Department of Computer Science and Engineering, Hajee Mohammad Danesh Science and Technology University, Dinajpur, Bangladesh.
Department of Computer Science and Engineering, Varendra University, Rajshahi, Bangladesh.
PLoS One. 2024 Jul 15;19(7):e0307027. doi: 10.1371/journal.pone.0307027. eCollection 2024.
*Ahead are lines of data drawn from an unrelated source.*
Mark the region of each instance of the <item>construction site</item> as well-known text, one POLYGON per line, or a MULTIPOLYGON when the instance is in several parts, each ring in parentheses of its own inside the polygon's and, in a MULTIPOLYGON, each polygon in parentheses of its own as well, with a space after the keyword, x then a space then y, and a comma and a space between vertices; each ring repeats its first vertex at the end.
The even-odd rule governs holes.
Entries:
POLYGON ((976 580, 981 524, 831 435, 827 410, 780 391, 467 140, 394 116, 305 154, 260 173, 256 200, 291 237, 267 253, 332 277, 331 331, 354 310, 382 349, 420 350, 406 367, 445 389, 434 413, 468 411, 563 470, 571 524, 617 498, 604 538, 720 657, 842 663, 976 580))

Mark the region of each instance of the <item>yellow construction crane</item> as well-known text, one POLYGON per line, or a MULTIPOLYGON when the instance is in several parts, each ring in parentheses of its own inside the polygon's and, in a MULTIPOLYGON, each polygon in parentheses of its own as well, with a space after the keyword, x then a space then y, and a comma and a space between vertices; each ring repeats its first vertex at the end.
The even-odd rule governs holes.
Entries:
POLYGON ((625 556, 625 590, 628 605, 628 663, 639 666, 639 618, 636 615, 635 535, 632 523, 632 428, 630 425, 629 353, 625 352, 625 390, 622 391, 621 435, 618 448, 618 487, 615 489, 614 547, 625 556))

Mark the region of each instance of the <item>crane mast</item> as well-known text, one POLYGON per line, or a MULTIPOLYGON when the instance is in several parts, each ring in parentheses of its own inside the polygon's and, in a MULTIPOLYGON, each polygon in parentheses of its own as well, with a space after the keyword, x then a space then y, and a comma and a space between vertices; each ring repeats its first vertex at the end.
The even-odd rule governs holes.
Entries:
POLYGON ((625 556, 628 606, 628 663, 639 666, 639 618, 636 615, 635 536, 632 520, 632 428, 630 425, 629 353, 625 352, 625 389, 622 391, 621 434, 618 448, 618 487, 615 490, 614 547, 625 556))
The rise of social media has changed how people view connections. Machine Learning (ML)-based sentiment analysis and news categorization help understand emotions and access news. However, most studies focus on complex models requiring heavy resources and slowing inference times, making deployment difficult in resource-limited environments. In this paper, we process both structured and unstructured data, determining the polarity of text using the TextBlob scheme to determine the sentiment of news headlines. We propose a Stochastic Gradient Descent (SGD)-based Ridge classifier (RC) for blending SGDR with an advanced string processing technique to effectively classify news articles. Additionally, we explore existing supervised and unsupervised ML algorithms to gauge the effectiveness of our SGDR classifier. The scalability and generalization capability of SGD and L2 regularization techniques in RCs to handle overfitting and balance bias and variance provide the proposed SGDR with better classification capability. Experimental results highlight that our string processing pipeline significantly boosts the performance of all ML models. Notably, our ensemble SGDR classifier surpasses all state-of-the-art ML algorithms, achieving an impressive 98.12% accuracy. McNemar's significance tests reveal that our SGDR classifier achieves a 1% significance level improvement over K-Nearest Neighbor, Decision Tree, and AdaBoost and a 5% significance level improvement over other algorithms. These findings underscore the superior proficiency of linear models in news categorization compared to tree-based and nonlinear counterparts. This study contributes valuable insights into the efficacy of the proposed methodology, elucidating its potential for news categorization and sentiment analysis.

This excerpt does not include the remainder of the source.